Si l’approche de Granovetter évoquée plus haut montre que « les liens faibles […] dans lesquels on s’implique peu sont en effet des vecteurs d’informations considérables » elle souligne également la difficulté de les saisir (Degenne, 1983 : 110). Ba oui, si ces relations sont moins intenses, plus furtives, elles sont plus volatiles, moins tangibles (oui, oui, je sais, pas mal cette succession d’adjectifs que l’on a tous déjà entendus mais dans le sens exact nous échappe un peu…). En gros, il faut un peu plus se creuser les méninges pour les mesurer et donc les comprendre !
Au Social Bar, plusieurs terrains amènent la R&D à mettre en place des dispositifs pour analyser les liens faibles. Dans les bars, bien sûr mais aussi dans les espaces publics. Il y a plusieurs enjeux et conséquences à mobiliser les liens faibles, et nous aurons l’occasion d’y revenir dans le développement de nos travaux. Le premier constat est qu’agir sur les liens est un levier d’engagement.
Agir sur les liens faibles ce n’est pas forcément les transformer en liens forts, mais c’est les mobiliser comme activateurs de transformation sociale pour renforcer l’engagement, la solidarité et le bien-être.
Pour mieux comprendre tout cela, citons une expérimentation de terrain. En juin dernier, l’association Entourage lançait son premier événement national de mobilisation citoyenne : “Bonjour, bonjour !”, en partenariat avec MakeSense et Le Social Bar.

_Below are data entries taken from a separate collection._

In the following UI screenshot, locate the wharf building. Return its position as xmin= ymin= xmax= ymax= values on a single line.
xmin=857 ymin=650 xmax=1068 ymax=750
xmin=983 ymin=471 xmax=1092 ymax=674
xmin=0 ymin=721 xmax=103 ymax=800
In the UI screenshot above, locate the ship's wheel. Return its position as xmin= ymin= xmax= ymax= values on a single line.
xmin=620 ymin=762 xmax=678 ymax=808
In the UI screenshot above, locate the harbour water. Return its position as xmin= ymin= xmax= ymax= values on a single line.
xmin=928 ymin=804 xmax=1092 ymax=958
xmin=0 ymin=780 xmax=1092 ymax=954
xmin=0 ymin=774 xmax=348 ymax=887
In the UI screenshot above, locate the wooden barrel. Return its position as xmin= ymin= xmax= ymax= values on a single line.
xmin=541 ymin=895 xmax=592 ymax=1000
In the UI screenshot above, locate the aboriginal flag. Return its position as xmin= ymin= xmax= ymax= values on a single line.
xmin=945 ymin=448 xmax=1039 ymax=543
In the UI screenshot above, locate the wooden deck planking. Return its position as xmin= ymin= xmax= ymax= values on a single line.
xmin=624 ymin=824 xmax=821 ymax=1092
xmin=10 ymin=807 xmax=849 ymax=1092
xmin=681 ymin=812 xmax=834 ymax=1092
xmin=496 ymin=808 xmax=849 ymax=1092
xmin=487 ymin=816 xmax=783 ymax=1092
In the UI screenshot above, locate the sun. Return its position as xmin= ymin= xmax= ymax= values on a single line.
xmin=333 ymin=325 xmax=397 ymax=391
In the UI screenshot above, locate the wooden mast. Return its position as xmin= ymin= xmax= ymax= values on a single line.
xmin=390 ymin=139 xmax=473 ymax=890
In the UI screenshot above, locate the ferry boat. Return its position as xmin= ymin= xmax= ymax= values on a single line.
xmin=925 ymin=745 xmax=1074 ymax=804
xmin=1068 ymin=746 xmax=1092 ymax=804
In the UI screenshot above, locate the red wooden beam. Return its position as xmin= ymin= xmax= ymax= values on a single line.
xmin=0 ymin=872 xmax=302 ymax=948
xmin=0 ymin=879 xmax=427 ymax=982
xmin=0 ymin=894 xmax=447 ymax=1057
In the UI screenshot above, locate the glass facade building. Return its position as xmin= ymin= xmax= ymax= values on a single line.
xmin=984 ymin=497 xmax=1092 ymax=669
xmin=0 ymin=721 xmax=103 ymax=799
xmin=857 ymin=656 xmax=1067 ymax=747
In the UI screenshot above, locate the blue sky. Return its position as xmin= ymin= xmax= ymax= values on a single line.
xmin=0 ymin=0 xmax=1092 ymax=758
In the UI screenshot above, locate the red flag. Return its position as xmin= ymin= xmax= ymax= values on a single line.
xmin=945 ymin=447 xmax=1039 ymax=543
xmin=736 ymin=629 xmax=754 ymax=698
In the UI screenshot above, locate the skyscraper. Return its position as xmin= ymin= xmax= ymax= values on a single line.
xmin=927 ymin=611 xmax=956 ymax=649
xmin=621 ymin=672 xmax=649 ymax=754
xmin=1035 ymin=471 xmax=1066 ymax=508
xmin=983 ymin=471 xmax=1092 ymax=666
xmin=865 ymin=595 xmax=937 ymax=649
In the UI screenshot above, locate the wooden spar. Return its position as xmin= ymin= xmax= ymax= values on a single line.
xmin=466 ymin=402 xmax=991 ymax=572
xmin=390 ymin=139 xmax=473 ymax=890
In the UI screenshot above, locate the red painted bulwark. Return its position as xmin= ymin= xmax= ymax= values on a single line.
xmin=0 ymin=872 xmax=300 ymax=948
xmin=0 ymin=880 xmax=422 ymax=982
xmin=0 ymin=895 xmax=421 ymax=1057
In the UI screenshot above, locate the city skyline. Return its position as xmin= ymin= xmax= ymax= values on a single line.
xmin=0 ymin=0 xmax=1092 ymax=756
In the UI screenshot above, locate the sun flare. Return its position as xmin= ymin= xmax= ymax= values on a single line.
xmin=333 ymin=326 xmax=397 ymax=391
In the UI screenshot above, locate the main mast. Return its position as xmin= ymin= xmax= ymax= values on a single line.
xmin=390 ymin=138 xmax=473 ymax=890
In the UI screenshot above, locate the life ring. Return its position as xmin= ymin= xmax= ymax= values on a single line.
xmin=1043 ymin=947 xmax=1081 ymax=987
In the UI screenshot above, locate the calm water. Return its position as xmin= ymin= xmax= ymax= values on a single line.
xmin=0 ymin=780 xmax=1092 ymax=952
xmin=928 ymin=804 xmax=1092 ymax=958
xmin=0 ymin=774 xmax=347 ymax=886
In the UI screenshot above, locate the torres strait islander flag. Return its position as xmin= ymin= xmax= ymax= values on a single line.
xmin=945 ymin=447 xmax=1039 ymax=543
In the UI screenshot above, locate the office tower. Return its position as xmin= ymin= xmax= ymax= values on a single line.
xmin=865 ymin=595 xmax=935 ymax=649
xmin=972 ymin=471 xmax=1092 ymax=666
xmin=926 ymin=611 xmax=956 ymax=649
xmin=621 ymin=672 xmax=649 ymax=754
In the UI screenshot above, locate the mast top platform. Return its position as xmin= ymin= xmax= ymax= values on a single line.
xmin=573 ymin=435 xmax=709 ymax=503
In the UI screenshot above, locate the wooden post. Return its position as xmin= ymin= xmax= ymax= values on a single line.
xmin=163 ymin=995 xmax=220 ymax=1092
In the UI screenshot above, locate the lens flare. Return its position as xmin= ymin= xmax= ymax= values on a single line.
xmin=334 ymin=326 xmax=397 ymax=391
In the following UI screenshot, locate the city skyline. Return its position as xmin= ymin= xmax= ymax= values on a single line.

Petit pitch du dispositif avec les mots d’Entourage : « Cette micro-aventure a pour objectif de (re)créer du lien social entre habitants d’un même quartier, en allant à la rencontre des personnes isolées. Ainsi, l’association offre à tous les Français un moyen simple et ludique de se rendre utile pendant une heure ou plus, en famille ou entre amis ».
Les premiers retours de ce dispositif aident à percevoir que la « convivialisation » des liens faibles constitue une action de sensibilisation aux liens sociaux en général, favorisant ainsi l’engagement. Ce retour d’expérience nous conforte dans notre conviction : il faut construire des outils de mesure nouveaux et multifactoriels pour rendre compte de la complexité de l’impact social.
Pour aller plus loin
Bigot Régis, “Quelques aspects de la sociabilité des Français”, Cahiers du Crédoc, n°169, décembre 2001.
Degenne Alain, « Sur les réseaux de sociabilité », in Revue française de sociologie, 1983, 24-1, p. 109-118.
Forsé Michel, 1991, « Les réseaux de sociabilité : un état des lieux », L’Année sociologique, 41, p. 246.
Granovetter Mark, 2000 [1973], « The strength of weak ties », American Journal of Sociology, vol. 78, trad. sous le titre « La force des liens faibles », in Granovetter M. S., Le Marché autrement, Paris, Desclée de Brouwer, p. 45-74 et p. 1360-1380.
Mercklé Pierre, « III. La sociabilité, l’amitié et le capital social », dans : Pierre Mercklé éd., La sociologie des réseaux sociaux. Paris, La Découverte, « Repères », 2016, p. 37-54.